Here is why opting for a loan moratorium is a bad idea in the long run (3-point analysis)
Borrowers must keep in mind that the moratorium is not a loan waiver, it is a stay to their existing EMI payments for the given time. It is just a moratorium, which means you will have to pay the EMIs later. The interest for the moratorium period will be added to the outstanding amount, hence borrowers will be required to pay a higher EMI or the tenure of the loan will increase when the moratorium period is over. It will put an additional burden on them.
“The loan moratorium is help for cash flow only, not a reduction in payable amounts. Hence, only those who have liquidity issues (lost a job, cut in salary, etc) should avail the loan moratorium; as they continue to pay interest on the loan outstanding -- and the tenure will be extended by the 3-month period too,” says Lovaii Navlakhi, Founder & CEO, International Money.
Due to the moratorium, the loan closure date/ period will extend which is useless. A deferment of two EMIs could extend your loan by 6 to 10 months. If you have long term loans like a home loan, your tenure could increase significantly. As a result, they will have to pay a higher interest during the loan period if they opt for a loan moratorium facility.
If you have liquidity enough to pay the EMIs, you must continue with the loan repayments as before.
The biggest drawback of the moratorium is that the interest payable on the loan will increase.
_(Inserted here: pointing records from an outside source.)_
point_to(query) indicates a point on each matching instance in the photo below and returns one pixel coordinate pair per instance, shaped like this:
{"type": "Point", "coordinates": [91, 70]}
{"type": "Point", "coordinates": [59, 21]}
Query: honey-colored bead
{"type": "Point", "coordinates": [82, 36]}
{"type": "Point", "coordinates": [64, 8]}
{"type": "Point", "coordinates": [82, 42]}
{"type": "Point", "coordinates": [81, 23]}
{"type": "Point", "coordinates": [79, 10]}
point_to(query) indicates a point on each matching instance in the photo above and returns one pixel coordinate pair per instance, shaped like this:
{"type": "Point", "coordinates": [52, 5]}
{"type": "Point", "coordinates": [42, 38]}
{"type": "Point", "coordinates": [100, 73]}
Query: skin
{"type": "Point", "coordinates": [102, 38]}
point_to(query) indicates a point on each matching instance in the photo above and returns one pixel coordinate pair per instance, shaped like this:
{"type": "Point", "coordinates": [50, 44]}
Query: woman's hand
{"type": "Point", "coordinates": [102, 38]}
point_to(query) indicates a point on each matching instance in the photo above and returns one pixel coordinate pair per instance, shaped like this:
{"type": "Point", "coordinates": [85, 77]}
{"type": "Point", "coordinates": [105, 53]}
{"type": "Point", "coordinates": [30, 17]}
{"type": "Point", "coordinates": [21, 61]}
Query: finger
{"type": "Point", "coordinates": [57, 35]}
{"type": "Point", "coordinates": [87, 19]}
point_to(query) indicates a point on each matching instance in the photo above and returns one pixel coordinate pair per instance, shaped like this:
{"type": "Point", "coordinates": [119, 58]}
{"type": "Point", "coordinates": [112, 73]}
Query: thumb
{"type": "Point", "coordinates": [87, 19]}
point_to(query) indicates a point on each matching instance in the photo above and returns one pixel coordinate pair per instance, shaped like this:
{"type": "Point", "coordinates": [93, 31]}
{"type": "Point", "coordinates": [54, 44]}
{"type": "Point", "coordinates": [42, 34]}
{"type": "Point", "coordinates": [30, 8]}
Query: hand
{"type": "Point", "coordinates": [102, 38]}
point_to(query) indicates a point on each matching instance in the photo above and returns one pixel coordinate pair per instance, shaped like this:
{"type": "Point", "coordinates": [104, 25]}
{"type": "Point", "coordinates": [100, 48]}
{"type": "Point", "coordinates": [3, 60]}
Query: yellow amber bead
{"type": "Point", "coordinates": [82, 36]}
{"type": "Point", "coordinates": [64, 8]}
For example, if you opt for a 3-month moratorium, then interest rates for these 3 months will be added on to further 3 months of your total EMI period with more interest. Suppose you have availed a home loan of Rs. 50 lakh at 8.5% p.a. interest rate for 20 years, and you opt for the 3-month moratorium. Then the present 3 months interest will be added to the remaining 20-year EMI period, which means you will have to pay extra interest for 3 months which you opted as a moratorium. The total cost of missing 3 EMIs of Rs. 43,391 each will jump to Rs. 4.48 lakh. However, the impact will not be that big for individuals who have completed 10 years of the loan tenure.
If moratorium availed for three months
RBI has instructed banks to give this benefit to their customers, but it totally depends on banks how they surpass the benefit to their term loan customers. Some banks are extending the moratorium facility if customers sought for it. During the moratorium period, your credit score will not be impacted even if you skip the EMIs.
While the deferral will provide some relief, the cost will add up in the coming years. Financial experts suggest that if you are capable of paying the EMI during the moratorium period, don’t avoid the payment. Only those who are facing liquidity issues or who are expected to be adversely affected in terms of cash flows should avail the loan moratorium.
Don’t take the moratorium only because you think the government is offering it. Assess your present and future financial status to make the decision regarding a loan moratorium. Opting for a moratorium will also have tax implications. The tax reduction which you get on interest payments will be impacted if you avail moratorium. In a nutshell, its drawbacks outweigh the benefits.